Chissà se capita a volte anche a voi, di mettervi a scrivere qualcosa e di scoprire, dopo qualche minuto/ora, che è una cosa che avete scritto già. Ad esempio, questo pezzo comincia così: San Pascasio un giorno si stancò. Sono sicuro di avere già scritto qualcosa del genere. Magari non proprio le esatte parole: sicuramente non il nome del santo (auguri a tutti i Pascasio). Ma qualcosa vorrà pur dire, se tra migliaia di santi mi capita sempre più spesso di pescare quelli che si stancano. Quelli che abbandonano ruoli di responsabilità nelle abbazie, o non vogliono essere eletti vescovi, e non dev'essere sempre stata una manifestazione di falsa modestia: la storia della Chiesa è davvero molto ricca di personaggi così. Chissà se c'entra per qualcosa il fatto che si tratti di una grande gerarchia affidata per secoli a secondogeniti e terzogeniti. Gente che in famiglia non era stata abituata a comandare. Non è il caso di San Pascasio, che era stato trovato neonato sui gradini del monastero femminile di Soissons. Non è nemmeno il mio caso, eppure mi ci ritrovo sempre più spesso. Come dico ai miei colleghi, quando si comincia a parlare di pensione, io non credo di poterci arrivare sui miei piedi: non dico che la mia professione sia tra le più faticose, e allo stesso tempo non posso immaginare di fare le stesse cose che facci adesso tra quindici anni: o mi succede qualcosa (a tanti miei colleghi con qualche anno in più sta succedendo qualcosa), o devo cominciare in un qualche modo a tirare i remi in barca. Rifiutare gli incarichi nuovi (questo è facile), rinunciare a quelli che ho già (molto meno facile), convocare i colleghi e spiegare che non sono capace di fare quello che sto facendo, anche se magari non è del tutto vero: ma comunque tra qualche anno lo sarà. In fin dei conti nessuno è necessario, no?

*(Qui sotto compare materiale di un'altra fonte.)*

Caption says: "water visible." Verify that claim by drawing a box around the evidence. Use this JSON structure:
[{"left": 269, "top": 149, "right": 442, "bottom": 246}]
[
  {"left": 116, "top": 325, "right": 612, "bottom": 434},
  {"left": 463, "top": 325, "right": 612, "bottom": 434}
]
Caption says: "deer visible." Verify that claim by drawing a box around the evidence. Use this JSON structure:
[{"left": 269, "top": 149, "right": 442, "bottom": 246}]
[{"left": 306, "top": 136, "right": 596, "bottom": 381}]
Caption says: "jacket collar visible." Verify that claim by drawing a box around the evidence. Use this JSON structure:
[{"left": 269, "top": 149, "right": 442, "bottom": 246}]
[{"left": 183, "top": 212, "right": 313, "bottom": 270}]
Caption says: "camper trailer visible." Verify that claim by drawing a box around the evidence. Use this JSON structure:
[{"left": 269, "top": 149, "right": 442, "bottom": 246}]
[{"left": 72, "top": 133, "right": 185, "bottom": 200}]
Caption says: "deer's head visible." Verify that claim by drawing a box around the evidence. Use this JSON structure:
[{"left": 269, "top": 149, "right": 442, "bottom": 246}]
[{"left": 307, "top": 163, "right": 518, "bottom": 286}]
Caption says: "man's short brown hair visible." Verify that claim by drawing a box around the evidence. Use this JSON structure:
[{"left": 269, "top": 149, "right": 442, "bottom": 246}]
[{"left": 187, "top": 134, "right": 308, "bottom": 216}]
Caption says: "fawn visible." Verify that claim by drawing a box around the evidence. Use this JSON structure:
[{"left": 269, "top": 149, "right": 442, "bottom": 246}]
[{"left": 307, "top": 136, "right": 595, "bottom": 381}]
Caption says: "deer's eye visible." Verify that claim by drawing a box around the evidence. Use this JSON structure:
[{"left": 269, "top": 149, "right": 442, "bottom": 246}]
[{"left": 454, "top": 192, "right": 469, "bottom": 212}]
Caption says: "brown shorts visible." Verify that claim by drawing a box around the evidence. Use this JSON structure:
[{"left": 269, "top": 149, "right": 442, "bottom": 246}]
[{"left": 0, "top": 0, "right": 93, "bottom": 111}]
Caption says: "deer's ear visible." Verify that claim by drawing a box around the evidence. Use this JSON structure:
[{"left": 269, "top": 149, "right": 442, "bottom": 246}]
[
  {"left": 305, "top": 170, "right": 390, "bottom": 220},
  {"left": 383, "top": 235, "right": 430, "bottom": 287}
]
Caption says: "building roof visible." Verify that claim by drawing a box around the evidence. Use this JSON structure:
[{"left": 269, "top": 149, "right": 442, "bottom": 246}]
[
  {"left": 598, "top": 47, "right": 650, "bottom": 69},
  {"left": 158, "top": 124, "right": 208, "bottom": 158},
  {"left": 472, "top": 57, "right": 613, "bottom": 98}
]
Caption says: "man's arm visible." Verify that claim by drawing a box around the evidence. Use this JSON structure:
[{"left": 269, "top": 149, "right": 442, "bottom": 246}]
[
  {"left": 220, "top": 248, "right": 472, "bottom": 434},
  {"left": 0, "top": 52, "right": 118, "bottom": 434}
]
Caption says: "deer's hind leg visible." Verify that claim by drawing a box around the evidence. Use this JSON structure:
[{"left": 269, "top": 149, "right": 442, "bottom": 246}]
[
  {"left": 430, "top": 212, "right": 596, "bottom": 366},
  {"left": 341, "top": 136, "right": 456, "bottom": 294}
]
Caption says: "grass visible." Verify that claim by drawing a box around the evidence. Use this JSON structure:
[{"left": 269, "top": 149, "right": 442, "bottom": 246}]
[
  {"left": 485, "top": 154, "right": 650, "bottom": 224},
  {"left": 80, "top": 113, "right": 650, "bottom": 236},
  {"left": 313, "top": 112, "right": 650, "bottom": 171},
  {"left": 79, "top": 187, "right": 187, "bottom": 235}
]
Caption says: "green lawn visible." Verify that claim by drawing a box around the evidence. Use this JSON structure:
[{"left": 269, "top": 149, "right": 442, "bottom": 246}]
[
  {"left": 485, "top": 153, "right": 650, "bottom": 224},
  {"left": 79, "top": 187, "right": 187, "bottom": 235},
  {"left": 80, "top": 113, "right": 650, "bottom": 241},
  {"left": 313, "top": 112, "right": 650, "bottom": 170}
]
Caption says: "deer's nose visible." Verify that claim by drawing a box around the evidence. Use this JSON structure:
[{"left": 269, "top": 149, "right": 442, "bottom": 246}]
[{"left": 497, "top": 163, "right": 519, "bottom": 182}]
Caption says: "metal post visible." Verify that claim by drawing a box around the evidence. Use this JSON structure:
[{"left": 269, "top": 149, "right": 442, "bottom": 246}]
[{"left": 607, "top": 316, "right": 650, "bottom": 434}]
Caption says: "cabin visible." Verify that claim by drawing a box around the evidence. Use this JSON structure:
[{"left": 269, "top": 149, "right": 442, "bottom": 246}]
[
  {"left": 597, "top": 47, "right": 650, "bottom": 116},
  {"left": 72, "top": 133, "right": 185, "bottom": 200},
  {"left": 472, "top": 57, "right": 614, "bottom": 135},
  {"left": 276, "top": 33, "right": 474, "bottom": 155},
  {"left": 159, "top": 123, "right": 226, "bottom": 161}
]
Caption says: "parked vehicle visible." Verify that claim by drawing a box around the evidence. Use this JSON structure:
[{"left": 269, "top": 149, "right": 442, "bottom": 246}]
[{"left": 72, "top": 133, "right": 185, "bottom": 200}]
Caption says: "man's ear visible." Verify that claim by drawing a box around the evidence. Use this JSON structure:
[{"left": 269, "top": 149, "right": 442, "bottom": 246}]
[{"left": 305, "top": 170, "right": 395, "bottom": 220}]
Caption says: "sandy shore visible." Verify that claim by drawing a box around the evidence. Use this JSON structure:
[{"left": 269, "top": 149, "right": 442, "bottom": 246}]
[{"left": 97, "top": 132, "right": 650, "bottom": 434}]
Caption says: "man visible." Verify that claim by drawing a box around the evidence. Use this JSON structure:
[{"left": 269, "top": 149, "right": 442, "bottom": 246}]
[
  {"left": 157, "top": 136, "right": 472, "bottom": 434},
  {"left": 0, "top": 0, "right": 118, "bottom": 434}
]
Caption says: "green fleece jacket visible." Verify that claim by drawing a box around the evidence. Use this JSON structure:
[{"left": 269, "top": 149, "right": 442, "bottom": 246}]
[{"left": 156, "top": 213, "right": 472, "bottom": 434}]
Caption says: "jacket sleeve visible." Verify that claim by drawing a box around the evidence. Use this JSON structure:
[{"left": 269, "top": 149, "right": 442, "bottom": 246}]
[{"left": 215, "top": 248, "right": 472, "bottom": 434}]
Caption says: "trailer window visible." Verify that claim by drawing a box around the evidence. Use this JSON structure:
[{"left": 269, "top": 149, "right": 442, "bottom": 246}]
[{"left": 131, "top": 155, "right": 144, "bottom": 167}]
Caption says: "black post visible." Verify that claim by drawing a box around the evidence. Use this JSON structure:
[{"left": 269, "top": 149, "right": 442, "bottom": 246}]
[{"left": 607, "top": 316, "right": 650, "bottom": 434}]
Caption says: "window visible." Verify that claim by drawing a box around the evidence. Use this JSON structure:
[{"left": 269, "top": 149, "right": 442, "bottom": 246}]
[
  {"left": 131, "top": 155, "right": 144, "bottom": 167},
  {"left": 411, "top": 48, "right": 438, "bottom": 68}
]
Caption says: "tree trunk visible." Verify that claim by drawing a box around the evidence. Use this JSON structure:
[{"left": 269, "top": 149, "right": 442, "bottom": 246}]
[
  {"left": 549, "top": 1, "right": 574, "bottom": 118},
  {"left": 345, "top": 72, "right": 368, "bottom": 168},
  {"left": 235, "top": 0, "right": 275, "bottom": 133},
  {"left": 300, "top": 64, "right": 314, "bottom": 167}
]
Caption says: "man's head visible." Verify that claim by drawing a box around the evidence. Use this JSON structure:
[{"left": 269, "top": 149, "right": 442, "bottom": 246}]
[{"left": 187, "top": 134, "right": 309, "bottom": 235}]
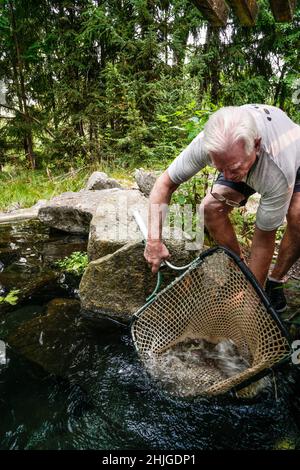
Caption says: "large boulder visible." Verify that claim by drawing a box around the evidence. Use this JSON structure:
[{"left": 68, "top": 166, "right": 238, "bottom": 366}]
[
  {"left": 38, "top": 188, "right": 123, "bottom": 233},
  {"left": 80, "top": 241, "right": 198, "bottom": 322},
  {"left": 85, "top": 171, "right": 121, "bottom": 191},
  {"left": 134, "top": 168, "right": 159, "bottom": 197},
  {"left": 88, "top": 189, "right": 148, "bottom": 260},
  {"left": 8, "top": 299, "right": 88, "bottom": 377}
]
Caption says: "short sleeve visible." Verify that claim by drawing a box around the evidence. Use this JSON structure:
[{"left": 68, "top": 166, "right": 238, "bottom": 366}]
[{"left": 256, "top": 187, "right": 293, "bottom": 232}]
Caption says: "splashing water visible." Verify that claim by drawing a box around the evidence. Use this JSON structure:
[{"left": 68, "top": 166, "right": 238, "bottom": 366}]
[{"left": 145, "top": 338, "right": 269, "bottom": 397}]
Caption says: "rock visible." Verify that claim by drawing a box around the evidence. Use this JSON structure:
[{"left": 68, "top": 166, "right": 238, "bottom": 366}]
[
  {"left": 8, "top": 299, "right": 83, "bottom": 377},
  {"left": 38, "top": 188, "right": 123, "bottom": 233},
  {"left": 88, "top": 189, "right": 148, "bottom": 260},
  {"left": 0, "top": 269, "right": 67, "bottom": 316},
  {"left": 0, "top": 199, "right": 47, "bottom": 224},
  {"left": 6, "top": 298, "right": 122, "bottom": 382},
  {"left": 134, "top": 168, "right": 158, "bottom": 197},
  {"left": 80, "top": 241, "right": 198, "bottom": 322},
  {"left": 85, "top": 171, "right": 121, "bottom": 191}
]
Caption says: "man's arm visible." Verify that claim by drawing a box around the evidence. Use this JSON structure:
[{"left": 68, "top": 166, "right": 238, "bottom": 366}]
[
  {"left": 249, "top": 227, "right": 277, "bottom": 286},
  {"left": 144, "top": 171, "right": 179, "bottom": 273}
]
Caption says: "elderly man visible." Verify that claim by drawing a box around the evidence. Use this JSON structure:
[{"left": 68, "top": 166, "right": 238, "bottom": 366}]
[{"left": 145, "top": 105, "right": 300, "bottom": 312}]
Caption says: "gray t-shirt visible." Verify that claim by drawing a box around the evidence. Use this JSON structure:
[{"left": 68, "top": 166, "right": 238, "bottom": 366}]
[{"left": 168, "top": 104, "right": 300, "bottom": 231}]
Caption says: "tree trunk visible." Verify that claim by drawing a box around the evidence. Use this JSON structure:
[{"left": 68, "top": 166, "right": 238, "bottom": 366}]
[{"left": 8, "top": 0, "right": 35, "bottom": 170}]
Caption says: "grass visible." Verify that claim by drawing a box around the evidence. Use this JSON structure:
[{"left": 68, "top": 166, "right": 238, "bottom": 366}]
[{"left": 0, "top": 165, "right": 132, "bottom": 211}]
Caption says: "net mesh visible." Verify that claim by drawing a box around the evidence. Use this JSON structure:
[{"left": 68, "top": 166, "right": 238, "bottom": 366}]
[{"left": 132, "top": 249, "right": 290, "bottom": 397}]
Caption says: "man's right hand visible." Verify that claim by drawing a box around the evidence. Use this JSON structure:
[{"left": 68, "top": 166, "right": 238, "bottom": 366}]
[{"left": 144, "top": 240, "right": 170, "bottom": 273}]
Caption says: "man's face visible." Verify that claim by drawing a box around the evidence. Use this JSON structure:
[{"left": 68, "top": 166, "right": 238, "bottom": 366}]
[{"left": 211, "top": 139, "right": 260, "bottom": 182}]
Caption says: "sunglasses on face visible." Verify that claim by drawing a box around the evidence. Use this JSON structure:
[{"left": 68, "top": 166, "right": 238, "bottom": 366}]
[{"left": 210, "top": 172, "right": 241, "bottom": 207}]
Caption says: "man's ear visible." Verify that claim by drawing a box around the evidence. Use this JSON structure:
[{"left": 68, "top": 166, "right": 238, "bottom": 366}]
[{"left": 254, "top": 137, "right": 261, "bottom": 153}]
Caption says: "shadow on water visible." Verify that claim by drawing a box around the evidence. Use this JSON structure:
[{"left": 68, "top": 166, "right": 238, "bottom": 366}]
[{"left": 0, "top": 220, "right": 300, "bottom": 450}]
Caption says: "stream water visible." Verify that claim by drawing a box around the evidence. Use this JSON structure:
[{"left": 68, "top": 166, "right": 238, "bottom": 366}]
[{"left": 0, "top": 223, "right": 300, "bottom": 450}]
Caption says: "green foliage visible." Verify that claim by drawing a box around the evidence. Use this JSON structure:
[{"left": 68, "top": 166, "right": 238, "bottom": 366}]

Oggi seppelliscono papa Francesco, probabilmente il pontefice migliore che potevo attendermi in questi anni così complicati. Pure non posso impedirmi di pensare che avrebbe potuto avere una vita un po' più lunga e serena se invece di lavorare fino all'ultimo giorno della sua vita, avesse abdicato per tempo, come coraggiosamente fece il suo predecessore che tanto meno mi era simpatico. Perché non l'ha fatto? Come tutte le scelte che pertengono alla coscienza di un individuo, non lo sapremo veramente mai (può darsi non lo sapesse nemmeno lui). Credo che l'umana vanità di regnare fino alla fine di un Giubileo abbia giocato un ruolo molto relativo; inoltre Francesco non sembrava condividere l'attesa messianica di un Giovanni Paolo II. Può persino darsi che la manfrina dei sedevacantisti abbia suggerito alla Curia di evitare un ulteriore papa emerito, e questo sarebbe l'unico risultato che hanno ottenuto quei fanatici repellenti: costringere un brav'uomo, anziano e malato a lavorare fino alla morte. Ma nell'occasione ho scoperto che molti, non sono tra i cattolici, sono ancora molto legati all'idea wojtyliana del papa che deve restare papa a oltranza, fino all'ultimo respiro; e che il gesto coraggioso di Ratzinger (il più importante del suo papato, secondo me) non è stato affatto recepito. Eppure davvero nessuno è necessario, nemmeno il papa, anzi lui dovrebbe essere uno dei più sostituibili: non è un Profeta in stretto contatto con Dio; è un vicario, un facente funzione, non capisco che problema c'è se a un certo punto rimette il suo incarico e si ritira anche lui in un monastero più tranquillo. Il clero cattolico, a cui tanti addebitano la responsabilità di millenni di società patriarcale, è un'organizzazione che per sopravvivere ha dovuto stemperare la sua componente patriarcale al punto da rinunciare al primo orgoglio del maschio, che è la prole (o forse la virilità: in ogni caso il clero ha rinunciato a entrambe). È una gerarchia di anziani, ma a questo punto le possibilità che un papa anziano possa trascorrere mesi o anni in situazioni in cui non è più in grado di intendere e volere sono sempre più alte.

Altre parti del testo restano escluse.